At NASA's Jet Propulsion Laboratory in Pasadena, Calif., software engineers developed the Adaptive Modified Gerchberg-Saxton Phase Retrieval program. The software uses a telescope's science camera with innovative and robust algorithms to characterize possible errors that limit its imaging performance. The software has been integrated into calibration control loops to correct those errors, and can achieve orders of magnitude improvement in sensitivity and resolution.
The DPLR simulates the intense heating, shear stresses, and pressures a spacecraft endures as it travels through atmospheres to land on Earth or other planets. It is capable of creating a highly accurate, simulated entry environment that exceeds the capability of any test facility on Earth, allowing engineers to design and apply thermal protection materials suited to withstand such intense heating environments.
The DPLR team members include Michael J. Wright, James Brown, David Hash, Matt MacLean, Ryan McDaniel, David Saunders, Chun Tang and Kerry Trumble.
JPL's software can be applied to other sciences and systems that use light, such as laser communications and extrasolar planet detection.

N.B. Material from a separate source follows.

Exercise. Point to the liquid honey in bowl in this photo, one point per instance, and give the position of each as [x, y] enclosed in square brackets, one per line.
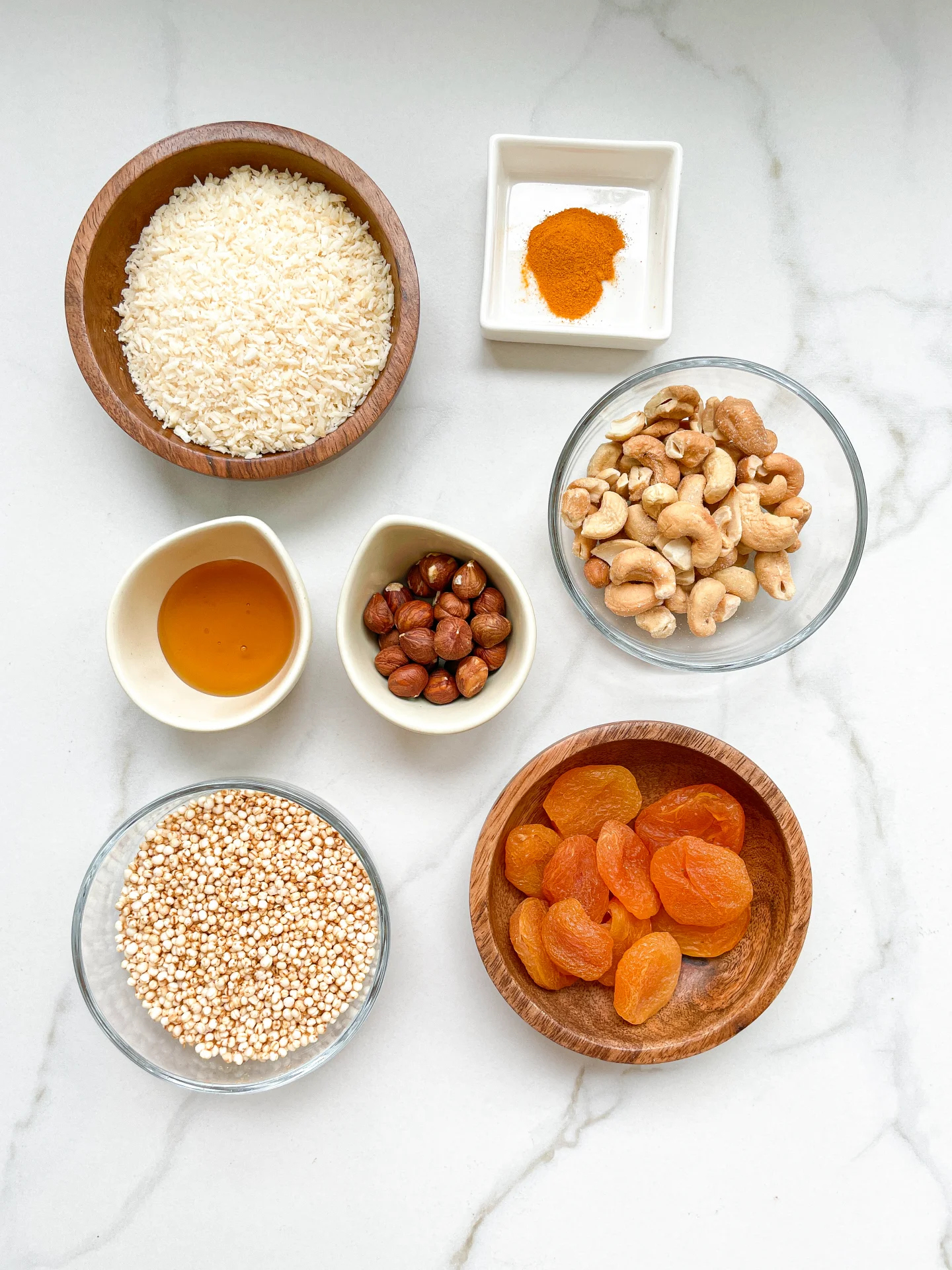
[226, 628]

JPL's Adaptive Modified Gerchberg-Saxton Phase Retrieval software already is in use at the California Institute of Technology's Palomar Observatory, in northern San Diego County. The software played a significant role in designing such next-generation telescopes as NASA's James Webb Space Telescope, scheduled to launch in 2013.
An eight-person team from JPL is responsible for the Adaptive Modified Gerchberg-Saxton Phase Retrieval software: Scott Basinger, Siddarayappa Bikkannavar, David Cohen, Joseph Green, Catherine Ohara, David Redding and Fang Shi.
Early work for the software was based on efforts to correct the vision of NASA's Hubble Space Telescope. After initial images came back blurry, engineers worked for months to determine the problem. Eventually, astronauts traveled to the telescope to install a corrective lens based on telescope-imaging errors.
A NASA Software Advisory Panel reviews entries and recommends winners to NASA's Inventions and Contributions Board for confirmation. Entries are nominated for developing innovative technologies that significantly improve the agency's exploration of space and maximize scientific discovery.
Both Ames and JPL have won or been co-winner of the award seven times, including three out of the past four years, since the NASA Software of the Year Award was initiated in 1994.